Hubby and I drink tea every day, cupful after cupful — that’s a lot! It gives us a great deal of “kettle sitting” time wherein we ponder the mysteries of the universe, or more often just think about silly stuff. This time it was flexibility and tea. Seemed a natural.
Flexibility is the ability to see things from all kinds of angles and, when encountering an angle that makes more sense and squares better with the facts, change attitude and/or behavior accordingly. It is also the ability to accept something different from what you normally prefer, especially if you can refrain from snickering or getting a look on your face like you just stepped in something rather unpleasant.
One of the wonderful things about tea is its allowing you flexibility. Tea can be different things to different people, and all tastes are accommodated. Some people have a problem with this, and think tea should only be certain things enjoyed a certain way. I struggle with this sometimes, too, and have to stop myself from even thinking, “How dare you not like milk in your tea!” (There is a sticky note in my brain that says, “We all are free to choose.” Actually, it’s more like one of those huge lighted signs in Times Square.)
For many of you, tea is your wake-up in the morning instead of coffee. You go for a hearty breakfast tea, with or without milk, and often made from Assam, Nilgiri, Ceylon, or Keemun.

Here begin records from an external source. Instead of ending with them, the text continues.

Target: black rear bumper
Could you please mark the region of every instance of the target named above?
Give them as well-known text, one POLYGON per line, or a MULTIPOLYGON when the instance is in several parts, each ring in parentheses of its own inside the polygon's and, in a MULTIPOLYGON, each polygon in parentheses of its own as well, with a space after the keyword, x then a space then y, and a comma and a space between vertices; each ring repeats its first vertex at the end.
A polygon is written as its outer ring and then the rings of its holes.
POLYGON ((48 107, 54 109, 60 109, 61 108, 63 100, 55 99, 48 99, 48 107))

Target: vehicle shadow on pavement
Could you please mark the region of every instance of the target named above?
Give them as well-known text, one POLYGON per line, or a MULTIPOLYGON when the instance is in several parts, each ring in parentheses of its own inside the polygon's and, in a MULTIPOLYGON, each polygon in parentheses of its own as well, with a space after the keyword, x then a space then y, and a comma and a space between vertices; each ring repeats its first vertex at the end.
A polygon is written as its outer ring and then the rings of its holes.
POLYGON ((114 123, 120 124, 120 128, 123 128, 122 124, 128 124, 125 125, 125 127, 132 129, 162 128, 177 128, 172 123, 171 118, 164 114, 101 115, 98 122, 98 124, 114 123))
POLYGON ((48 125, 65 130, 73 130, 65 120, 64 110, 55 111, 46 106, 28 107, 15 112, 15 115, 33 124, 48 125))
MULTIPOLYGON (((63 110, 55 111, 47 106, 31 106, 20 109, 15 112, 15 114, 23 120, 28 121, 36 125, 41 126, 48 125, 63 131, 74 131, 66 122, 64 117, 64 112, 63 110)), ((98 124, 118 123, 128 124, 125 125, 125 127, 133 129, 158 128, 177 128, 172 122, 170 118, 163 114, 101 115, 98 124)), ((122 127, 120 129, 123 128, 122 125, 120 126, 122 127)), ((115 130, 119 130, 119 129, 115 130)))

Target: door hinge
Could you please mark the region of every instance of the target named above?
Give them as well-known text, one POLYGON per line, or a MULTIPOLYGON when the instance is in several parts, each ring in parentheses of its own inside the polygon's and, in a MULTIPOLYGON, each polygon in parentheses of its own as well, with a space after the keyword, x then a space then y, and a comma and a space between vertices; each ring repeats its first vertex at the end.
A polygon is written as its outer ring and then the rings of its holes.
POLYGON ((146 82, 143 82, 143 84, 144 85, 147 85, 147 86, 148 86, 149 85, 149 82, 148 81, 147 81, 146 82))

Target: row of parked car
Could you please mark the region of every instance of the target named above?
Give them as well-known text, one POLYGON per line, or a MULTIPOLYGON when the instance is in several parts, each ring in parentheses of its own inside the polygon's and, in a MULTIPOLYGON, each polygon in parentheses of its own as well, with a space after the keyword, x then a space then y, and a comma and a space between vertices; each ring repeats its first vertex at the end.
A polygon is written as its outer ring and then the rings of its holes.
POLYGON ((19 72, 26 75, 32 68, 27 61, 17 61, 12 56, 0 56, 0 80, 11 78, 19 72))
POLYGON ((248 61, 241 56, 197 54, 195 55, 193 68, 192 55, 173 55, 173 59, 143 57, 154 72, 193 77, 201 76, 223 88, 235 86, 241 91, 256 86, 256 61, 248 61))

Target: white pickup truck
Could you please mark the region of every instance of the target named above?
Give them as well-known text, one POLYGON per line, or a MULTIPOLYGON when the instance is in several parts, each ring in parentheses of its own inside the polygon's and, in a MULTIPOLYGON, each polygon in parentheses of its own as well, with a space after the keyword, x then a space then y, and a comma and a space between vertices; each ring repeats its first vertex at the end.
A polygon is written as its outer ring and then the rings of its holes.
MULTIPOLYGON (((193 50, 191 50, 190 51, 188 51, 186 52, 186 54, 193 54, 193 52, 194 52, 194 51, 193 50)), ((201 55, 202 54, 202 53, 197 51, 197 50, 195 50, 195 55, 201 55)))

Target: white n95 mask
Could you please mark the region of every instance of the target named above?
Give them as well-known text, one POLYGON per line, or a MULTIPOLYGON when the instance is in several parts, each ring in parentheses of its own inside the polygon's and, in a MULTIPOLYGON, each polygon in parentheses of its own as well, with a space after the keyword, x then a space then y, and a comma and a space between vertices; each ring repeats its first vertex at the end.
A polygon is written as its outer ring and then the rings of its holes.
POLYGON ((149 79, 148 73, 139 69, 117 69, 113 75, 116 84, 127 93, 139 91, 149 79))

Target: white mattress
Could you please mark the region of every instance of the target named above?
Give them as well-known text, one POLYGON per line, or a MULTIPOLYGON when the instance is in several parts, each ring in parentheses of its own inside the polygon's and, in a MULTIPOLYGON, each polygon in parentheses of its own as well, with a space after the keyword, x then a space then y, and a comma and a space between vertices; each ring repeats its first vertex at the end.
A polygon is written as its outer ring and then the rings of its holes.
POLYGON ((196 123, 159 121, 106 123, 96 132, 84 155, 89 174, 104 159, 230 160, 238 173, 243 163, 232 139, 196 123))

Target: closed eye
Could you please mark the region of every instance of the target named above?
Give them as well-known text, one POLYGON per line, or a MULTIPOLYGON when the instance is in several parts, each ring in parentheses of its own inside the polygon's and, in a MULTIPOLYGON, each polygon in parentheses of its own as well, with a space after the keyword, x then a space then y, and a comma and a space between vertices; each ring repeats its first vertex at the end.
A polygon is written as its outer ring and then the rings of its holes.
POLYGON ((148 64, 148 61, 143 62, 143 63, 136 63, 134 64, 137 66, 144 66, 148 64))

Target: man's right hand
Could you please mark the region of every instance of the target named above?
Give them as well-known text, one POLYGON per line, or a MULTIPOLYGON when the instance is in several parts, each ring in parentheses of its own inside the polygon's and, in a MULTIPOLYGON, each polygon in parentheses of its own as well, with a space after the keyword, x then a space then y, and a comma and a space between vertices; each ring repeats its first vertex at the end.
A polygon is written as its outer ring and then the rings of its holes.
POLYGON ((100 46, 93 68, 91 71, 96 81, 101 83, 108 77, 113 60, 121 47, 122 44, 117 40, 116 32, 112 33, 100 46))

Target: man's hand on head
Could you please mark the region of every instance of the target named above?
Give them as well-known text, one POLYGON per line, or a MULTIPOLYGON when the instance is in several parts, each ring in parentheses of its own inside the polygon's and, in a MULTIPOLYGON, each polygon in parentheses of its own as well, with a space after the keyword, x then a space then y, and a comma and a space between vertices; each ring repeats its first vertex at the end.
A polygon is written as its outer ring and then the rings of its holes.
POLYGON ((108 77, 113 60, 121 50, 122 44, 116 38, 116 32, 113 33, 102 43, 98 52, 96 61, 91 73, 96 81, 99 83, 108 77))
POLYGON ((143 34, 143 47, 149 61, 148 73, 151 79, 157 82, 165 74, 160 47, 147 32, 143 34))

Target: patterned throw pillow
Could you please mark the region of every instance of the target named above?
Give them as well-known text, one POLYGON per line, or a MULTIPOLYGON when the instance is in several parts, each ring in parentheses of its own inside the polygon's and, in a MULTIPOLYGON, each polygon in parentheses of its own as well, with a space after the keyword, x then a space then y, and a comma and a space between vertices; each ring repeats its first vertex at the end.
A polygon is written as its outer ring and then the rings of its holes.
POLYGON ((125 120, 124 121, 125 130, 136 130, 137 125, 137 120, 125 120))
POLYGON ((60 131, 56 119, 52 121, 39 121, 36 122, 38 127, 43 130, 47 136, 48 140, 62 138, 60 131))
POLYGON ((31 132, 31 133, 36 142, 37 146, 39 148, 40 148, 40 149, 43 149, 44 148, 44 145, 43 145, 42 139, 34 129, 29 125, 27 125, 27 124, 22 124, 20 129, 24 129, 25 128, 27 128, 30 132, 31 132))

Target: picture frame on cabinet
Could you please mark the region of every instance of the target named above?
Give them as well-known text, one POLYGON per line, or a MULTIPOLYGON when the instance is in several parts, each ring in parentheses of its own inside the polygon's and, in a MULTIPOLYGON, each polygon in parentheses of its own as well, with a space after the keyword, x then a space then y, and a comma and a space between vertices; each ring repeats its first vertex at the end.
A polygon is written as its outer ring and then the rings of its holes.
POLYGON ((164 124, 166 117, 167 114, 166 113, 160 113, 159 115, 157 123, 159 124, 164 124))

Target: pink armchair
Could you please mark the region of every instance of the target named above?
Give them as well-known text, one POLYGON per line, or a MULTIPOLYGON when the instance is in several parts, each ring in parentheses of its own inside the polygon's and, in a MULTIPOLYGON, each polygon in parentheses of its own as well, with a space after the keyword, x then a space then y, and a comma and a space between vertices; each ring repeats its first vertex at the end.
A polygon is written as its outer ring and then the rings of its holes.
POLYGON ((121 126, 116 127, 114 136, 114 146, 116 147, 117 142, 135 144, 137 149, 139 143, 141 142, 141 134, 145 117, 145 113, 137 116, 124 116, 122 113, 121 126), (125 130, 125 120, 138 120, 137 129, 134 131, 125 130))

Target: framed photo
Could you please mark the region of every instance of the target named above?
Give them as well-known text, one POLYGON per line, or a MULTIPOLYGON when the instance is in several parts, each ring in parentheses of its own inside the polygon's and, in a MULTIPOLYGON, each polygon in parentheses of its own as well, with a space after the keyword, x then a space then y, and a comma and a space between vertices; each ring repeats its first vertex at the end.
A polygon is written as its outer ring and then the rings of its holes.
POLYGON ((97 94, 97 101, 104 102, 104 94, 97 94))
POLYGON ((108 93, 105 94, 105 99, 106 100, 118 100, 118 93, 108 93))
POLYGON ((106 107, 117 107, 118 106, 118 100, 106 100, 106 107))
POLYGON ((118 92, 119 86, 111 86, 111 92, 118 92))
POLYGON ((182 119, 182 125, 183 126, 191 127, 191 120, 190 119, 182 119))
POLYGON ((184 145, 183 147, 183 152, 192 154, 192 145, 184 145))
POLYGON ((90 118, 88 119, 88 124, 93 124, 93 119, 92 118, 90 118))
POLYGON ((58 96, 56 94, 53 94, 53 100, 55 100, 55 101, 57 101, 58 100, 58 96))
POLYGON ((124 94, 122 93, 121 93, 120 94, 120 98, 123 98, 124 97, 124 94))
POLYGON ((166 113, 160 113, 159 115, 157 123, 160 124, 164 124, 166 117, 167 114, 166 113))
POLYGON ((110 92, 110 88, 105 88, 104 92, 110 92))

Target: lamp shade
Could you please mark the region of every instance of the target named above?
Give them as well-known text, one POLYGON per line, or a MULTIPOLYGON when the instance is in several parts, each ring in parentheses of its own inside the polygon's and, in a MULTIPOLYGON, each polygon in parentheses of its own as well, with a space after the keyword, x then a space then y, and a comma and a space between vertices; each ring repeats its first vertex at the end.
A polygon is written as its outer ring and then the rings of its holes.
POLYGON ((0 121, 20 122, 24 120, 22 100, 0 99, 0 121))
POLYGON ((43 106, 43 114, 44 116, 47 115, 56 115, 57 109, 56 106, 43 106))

Or maybe you think a freshly steeped cuppa Spring Pouchong or Chun Mee would get your juices going and set all synapses firing for the day. Maybe a few infusions of a black pu-erh is your engine starter. A plethora of options.
Tea also serves as your afternoon “moment” when you need a respite from the stress of the day, be it dealing with customers demanding the impossible from your store, the boss loading you up with a pile of work, or your kids missing the bus to school. You can sip a nice white tea, contemplate the flavor subtleties of an oolong changing with each infusion, inhale the therapeutic aroma of a jasmine green tea, or sip a lighter black tea or a first flush Darjeeling tea.

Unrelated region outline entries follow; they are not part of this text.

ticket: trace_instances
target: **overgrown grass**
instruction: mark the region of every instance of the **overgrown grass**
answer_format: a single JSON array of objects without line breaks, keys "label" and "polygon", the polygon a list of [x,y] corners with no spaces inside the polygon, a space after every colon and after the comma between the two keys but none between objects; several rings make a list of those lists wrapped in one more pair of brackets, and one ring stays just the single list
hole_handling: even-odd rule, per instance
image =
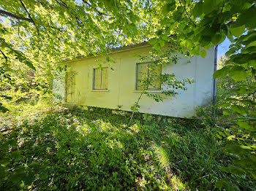
[{"label": "overgrown grass", "polygon": [[[111,110],[0,118],[0,190],[214,190],[228,163],[198,121]],[[244,185],[241,185],[244,187]]]}]

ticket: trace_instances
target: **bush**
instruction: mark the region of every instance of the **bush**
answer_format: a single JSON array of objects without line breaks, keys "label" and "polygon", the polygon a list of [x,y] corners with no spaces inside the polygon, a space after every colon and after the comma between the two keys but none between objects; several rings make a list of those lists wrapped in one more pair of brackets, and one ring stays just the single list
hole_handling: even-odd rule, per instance
[{"label": "bush", "polygon": [[129,120],[105,109],[2,115],[0,190],[211,190],[232,179],[218,168],[222,142],[196,120]]}]

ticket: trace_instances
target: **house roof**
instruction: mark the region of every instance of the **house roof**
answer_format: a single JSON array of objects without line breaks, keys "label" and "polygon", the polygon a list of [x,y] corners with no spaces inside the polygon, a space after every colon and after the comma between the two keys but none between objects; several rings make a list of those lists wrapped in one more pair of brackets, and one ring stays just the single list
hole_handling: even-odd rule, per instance
[{"label": "house roof", "polygon": [[[124,47],[115,47],[115,48],[110,49],[110,53],[113,53],[113,52],[121,52],[121,51],[126,51],[129,49],[138,48],[138,47],[144,47],[144,46],[150,46],[148,41],[143,41],[143,42],[140,42],[135,44],[131,44]],[[89,55],[78,55],[75,57],[75,59],[69,59],[69,58],[63,59],[61,63],[70,62],[70,61],[75,61],[77,59],[82,59],[82,58],[86,58],[89,57],[99,56],[99,55],[94,55],[94,54],[90,54]]]}]

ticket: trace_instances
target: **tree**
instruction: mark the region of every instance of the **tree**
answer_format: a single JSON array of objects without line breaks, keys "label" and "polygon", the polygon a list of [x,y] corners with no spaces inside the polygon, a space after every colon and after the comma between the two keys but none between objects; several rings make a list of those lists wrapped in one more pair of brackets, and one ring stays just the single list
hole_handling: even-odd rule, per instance
[{"label": "tree", "polygon": [[138,24],[138,6],[129,1],[1,1],[0,97],[14,96],[7,90],[50,93],[59,61],[140,41],[146,33]]},{"label": "tree", "polygon": [[[255,77],[254,0],[12,0],[1,3],[0,14],[4,17],[0,26],[1,75],[8,80],[14,61],[34,70],[45,67],[38,64],[45,58],[52,64],[149,39],[159,50],[173,42],[170,36],[178,50],[202,57],[227,37],[232,42],[230,58],[214,77],[229,75],[243,81]],[[50,65],[49,70],[55,68]],[[227,151],[238,157],[225,171],[241,179],[256,178],[255,92],[255,85],[239,86],[225,103],[230,108],[225,114],[237,116],[225,133],[230,140]]]},{"label": "tree", "polygon": [[[211,46],[217,45],[227,37],[232,42],[225,66],[214,73],[214,77],[228,75],[236,81],[255,77],[256,69],[256,5],[255,1],[177,0],[160,2],[162,12],[158,18],[160,29],[153,42],[156,49],[169,41],[170,35],[176,36],[181,50],[187,55],[205,57]],[[238,179],[255,180],[255,83],[239,83],[233,96],[222,106],[229,107],[225,114],[233,114],[232,122],[222,133],[227,137],[226,151],[235,154],[234,165],[222,169],[234,174]],[[237,189],[225,180],[218,187]]]}]

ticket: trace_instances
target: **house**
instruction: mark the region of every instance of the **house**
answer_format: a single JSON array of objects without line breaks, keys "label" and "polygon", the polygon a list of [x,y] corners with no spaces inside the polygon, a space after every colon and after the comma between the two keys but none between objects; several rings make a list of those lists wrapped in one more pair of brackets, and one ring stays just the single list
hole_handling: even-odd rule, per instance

Tea can be prepared in a number of ways. You can steep loose leaves in a gaiwan, dunk a bag in a cup of hot water, or steep up a potful. You can heat the water in a tea kettle on the stove, in an electric kettle, in a small pot over an open fire, even in the microwave. You can add flavorings such as flower petals, spices, various oils, and dried fruits to those leaves before steeping. You can add sweeteners and flavorings to the tea in the cup once it’s steeped, from honey, agave nectar, sugar, and stevia, to lemon and some fresh mint leaves. Or you can keep it simple and pure, just you, your tastebuds, and the tea.
Nope, you just can’t go wrong with tea. And you aren’t boxed into one set way to enjoy it. Isn’t flexibility wonderful?
Oops! The kettle is boiling. Time to pour the water into the pot and get those tea leaves steeping!